The road wound through mountain hemlock, burred in ash, the drooping tips like fingers trying to shake themselves clean.
Plan is, we round the north slope for about a mile and then reach Minaret Summit, the low point in the Sierra crest. From there, another five miles as the road drops down into the deep canyon of the San Joaquin River and heads north to the campground of Agnew Meadows. Primitive facilities, but space for a rescue chopper to land when the air clears.
Could be days. Could be weeks.
We crawled. Ash was shallow but Eric’s runners kicked up twin plumes that flanked the sled. There was no apparent movement in there. Krom could have been dead and frozen as Georgia on her litter ride down from the glacier.
Walter followed, as he’d followed Georgia’s sled over two months ago.
I followed Walter, eyeing his pack. Last night, when the two of us went to his room to collect his supplies, I’d asked about the open safe, the love letters. He’d shown surprise; he’d said he didn’t realize I’d known about the letters. He’d agreed that the letters were what drew him to her office, that he’d collected them on the way up the mountain. Her office was empty, he’d said. There was nothing between him and Krom, he’d said. I eyed the bulging pack lashed to his snowmobile and thought, that’s a whole lot of love letters.
We rounded the corner, and Eric and Krom up ahead rounded the next.
Ash worked under the edges of my dust mask and burrowed into my skin. Already, ash was scratching and frosting my goggles. My snowmobile sucked in ash and the particles were surely incising their way through the engine.

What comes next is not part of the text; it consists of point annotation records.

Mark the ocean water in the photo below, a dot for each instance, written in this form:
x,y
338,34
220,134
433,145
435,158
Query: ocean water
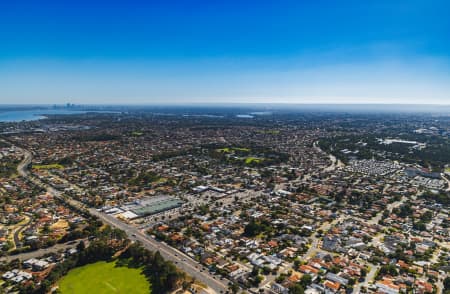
x,y
29,115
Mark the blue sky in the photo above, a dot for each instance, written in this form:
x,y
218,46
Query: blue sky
x,y
384,51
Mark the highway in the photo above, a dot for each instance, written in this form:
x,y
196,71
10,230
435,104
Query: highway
x,y
182,261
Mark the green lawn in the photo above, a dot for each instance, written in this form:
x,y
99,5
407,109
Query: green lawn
x,y
104,277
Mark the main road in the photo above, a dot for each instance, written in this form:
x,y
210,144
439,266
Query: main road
x,y
182,261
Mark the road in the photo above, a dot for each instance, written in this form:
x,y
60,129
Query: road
x,y
182,261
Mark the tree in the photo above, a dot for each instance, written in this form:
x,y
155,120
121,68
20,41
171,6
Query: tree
x,y
81,246
447,284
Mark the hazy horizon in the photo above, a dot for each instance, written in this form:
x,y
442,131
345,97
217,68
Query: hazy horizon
x,y
203,52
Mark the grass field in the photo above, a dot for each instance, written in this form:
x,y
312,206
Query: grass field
x,y
230,149
104,277
48,166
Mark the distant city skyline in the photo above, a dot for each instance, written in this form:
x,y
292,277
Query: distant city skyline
x,y
225,52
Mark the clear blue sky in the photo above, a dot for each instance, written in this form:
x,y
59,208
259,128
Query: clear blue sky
x,y
374,51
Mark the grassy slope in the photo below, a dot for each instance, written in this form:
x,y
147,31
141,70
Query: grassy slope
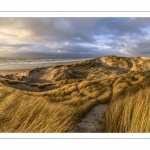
x,y
60,109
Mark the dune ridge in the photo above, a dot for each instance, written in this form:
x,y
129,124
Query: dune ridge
x,y
56,98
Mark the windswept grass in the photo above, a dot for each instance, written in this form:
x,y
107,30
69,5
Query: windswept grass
x,y
130,113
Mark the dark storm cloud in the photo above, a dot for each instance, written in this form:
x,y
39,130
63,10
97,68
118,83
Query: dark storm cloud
x,y
76,36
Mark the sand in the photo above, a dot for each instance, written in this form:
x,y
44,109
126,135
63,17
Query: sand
x,y
90,123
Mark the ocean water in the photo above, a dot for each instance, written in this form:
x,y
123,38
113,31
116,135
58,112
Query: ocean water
x,y
11,63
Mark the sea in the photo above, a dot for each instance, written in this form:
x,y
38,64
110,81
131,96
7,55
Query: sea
x,y
11,63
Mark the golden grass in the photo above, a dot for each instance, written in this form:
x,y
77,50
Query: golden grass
x,y
60,109
130,113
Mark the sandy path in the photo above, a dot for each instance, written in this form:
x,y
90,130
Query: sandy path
x,y
29,88
90,122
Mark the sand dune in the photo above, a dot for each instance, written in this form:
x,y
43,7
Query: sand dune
x,y
68,92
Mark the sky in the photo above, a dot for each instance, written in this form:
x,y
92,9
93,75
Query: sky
x,y
74,37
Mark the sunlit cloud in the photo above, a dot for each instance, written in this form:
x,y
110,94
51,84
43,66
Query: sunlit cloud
x,y
75,37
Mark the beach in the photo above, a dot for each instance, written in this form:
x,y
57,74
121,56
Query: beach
x,y
15,65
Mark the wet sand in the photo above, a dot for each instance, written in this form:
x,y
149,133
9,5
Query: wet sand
x,y
13,71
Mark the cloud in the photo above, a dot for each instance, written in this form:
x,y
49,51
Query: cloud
x,y
75,36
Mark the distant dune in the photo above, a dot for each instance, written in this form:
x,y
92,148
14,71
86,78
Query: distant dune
x,y
59,98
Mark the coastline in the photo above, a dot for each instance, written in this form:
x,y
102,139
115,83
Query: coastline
x,y
7,71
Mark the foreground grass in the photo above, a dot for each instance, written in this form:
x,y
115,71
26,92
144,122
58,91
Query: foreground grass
x,y
57,110
60,109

I began to worry about avalanches. Not so much here, but over the summit — once we started our descent we’d be at risk. I came around the bend and saw Walter’s and Eric’s snowmobiles and it was a moment before I realized what was wrong. They were not spouting ash. Eric was twisted on his saddle gesturing at Walter. Krom was sitting bolt upright.
Avalanche? I neared them, getting a better view. There were boulders in the road. Maybe a rock avalanche, from quakes. Please be that.
I drew up behind them, and Mike behind me. We left our engines running. Eric and Walter and I left Mike to tend to Krom, and we set out on foot.